What Can Partners or Friends Do?
If you suspect your partner, friend, or family member might be struggling with postnatal depression, your support can make a world of difference. Here’s how you can help:
- Be Present and Listen
Sometimes, the most helpful thing you can do is simply listen without judgement. Create a safe space for them to express their feelings, even if they’re difficult to hear. Often, just knowing someone is truly listening can provide immense relief. - Encourage Them to Seek Help
Gently encourage them to talk to a doctor or therapist, but avoid pushing too hard. Let them know there’s no shame in asking for help, and remind them that seeking support is a sign of strength, not weakness. - Offer Practical Support
Exhaustion can make everything harder. Offer to help with day-to-day tasks—whether it’s watching the baby so they can rest, preparing meals, or tidying up. Even small gestures can lighten the load and make a big difference. - Be Patient
Recovery from PND doesn’t happen overnight. It’s a journey, and it may take time for your loved one to start feeling like themselves again. Be patient, understanding, and available for whatever they need, even if it’s just a quiet shoulder to lean on. - Stay Educated
Learn about PND so you can better understand what your loved one is going through. This knowledge can help you offer informed support and recognise when they might need professional help. - Take Care of Yourself Too
Supporting someone with PND can be emotionally challenging. Make sure you’re taking care of your own mental health, too. If needed, seek advice or counselling for yourself to ensure you can provide the best support possible while maintaining your own well-being.
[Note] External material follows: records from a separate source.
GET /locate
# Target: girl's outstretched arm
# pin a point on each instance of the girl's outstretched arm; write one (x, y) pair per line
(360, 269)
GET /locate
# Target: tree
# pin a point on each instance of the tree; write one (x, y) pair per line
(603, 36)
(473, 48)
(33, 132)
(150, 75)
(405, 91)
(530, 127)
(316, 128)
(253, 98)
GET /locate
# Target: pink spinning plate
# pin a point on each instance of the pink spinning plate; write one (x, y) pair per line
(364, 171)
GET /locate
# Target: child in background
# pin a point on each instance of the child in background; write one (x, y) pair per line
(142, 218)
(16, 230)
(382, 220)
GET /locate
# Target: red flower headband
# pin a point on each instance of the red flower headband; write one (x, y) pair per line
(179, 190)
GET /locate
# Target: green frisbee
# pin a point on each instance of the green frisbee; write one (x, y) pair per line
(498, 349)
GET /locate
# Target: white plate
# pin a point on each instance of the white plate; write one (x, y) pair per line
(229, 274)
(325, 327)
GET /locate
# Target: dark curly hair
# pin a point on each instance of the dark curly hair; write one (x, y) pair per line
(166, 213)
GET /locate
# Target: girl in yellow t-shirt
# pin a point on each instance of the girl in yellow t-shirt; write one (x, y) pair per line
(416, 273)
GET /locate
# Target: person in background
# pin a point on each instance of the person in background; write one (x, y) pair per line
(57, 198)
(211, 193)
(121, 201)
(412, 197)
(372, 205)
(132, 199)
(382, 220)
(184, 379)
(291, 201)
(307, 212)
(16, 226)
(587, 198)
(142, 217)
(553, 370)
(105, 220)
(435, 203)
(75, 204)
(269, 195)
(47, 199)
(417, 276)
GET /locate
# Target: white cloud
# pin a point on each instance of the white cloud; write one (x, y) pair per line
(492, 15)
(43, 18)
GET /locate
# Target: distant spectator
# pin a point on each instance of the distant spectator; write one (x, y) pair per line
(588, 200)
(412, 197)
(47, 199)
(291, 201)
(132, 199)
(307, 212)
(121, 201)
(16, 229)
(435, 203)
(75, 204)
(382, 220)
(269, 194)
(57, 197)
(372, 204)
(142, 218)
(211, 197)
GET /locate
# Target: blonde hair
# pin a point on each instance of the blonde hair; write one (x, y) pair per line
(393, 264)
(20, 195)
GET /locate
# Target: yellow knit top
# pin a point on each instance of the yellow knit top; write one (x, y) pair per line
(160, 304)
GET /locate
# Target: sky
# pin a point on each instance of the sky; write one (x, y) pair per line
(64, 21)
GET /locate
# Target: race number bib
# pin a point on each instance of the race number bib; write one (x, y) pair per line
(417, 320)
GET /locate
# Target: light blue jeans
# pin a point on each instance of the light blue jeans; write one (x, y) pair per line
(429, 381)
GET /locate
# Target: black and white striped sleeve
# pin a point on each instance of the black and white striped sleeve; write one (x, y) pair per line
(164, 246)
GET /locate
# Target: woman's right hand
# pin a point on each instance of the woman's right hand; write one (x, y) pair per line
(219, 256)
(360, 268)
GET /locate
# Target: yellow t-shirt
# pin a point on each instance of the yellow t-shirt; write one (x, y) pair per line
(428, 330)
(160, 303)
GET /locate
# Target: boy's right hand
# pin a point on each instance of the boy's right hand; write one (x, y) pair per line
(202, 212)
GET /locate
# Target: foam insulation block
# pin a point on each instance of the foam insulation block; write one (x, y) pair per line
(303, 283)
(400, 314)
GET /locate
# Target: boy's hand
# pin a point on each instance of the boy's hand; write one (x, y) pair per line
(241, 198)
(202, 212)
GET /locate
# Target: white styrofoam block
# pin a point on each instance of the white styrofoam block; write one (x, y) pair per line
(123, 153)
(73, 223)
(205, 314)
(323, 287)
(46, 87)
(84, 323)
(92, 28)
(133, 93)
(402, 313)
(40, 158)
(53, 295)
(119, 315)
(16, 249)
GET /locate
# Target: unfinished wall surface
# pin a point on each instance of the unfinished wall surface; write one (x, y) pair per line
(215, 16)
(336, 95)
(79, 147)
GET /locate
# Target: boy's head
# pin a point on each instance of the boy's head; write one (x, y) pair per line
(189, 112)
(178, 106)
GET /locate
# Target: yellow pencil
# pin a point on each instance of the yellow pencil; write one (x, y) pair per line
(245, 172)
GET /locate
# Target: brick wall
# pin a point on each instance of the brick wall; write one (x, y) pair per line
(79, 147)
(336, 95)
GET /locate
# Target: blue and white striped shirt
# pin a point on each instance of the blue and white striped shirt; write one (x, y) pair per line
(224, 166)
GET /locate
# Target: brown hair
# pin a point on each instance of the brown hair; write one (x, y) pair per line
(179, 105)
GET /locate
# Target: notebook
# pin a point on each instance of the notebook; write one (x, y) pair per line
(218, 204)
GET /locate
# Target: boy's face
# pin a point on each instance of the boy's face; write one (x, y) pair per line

PND can feel like an overwhelming, isolating experience, but with the right support and resources, it’s possible to navigate through it. Whether you’re the one experiencing it or you're supporting someone who is, know that you don’t have to do this alone.
Resources for Postnatal Depression in Australia:
- PANDA (Perinatal Anxiety & Depression Australia)
PANDA offers a national helpline, online resources, and community support for those dealing with perinatal anxiety and depression.
Website: panda.org.au
Helpline: 1300 726 306 - Beyond Blue
Beyond Blue provides resources, forums, and support for people experiencing depression and anxiety, including PND. They also have a dedicated section for new and expecting parents.
Website: beyondblue.org.au
Helpline: 1300 22 4636 - Gidget Foundation Australia
Gidget Foundation offers support for expectant and new parents experiencing perinatal depression and anxiety. They provide free telehealth psychological services, support groups, and educational resources.
Website: gidgetfoundation.org.au
Support Services: 1300 851 758 - COPE (Centre of Perinatal Excellence)
COPE offers extensive information, screening tools, and resources for those experiencing emotional and mental health challenges during pregnancy and early parenthood. They also provide help finding healthcare professionals.
Website: cope.org.au - Lifeline Australia
Lifeline offers 24/7 crisis support and suicide prevention services. It’s a helpful resource for those experiencing overwhelming feelings.
Website: lifeline.org.au
Helpline: 13 11 14 - Tresillian
Tresillian provides parenting support and advice, specializing in issues related to the early years of parenting. They offer consultations with healthcare professionals, sleep advice, and mental health support for new parents.
Website: tresillian.org.au - Karitane
Karitane offers services to help parents with mental health challenges, sleep and settling issues, and transitioning into parenthood. They have online support, home visits, and clinics.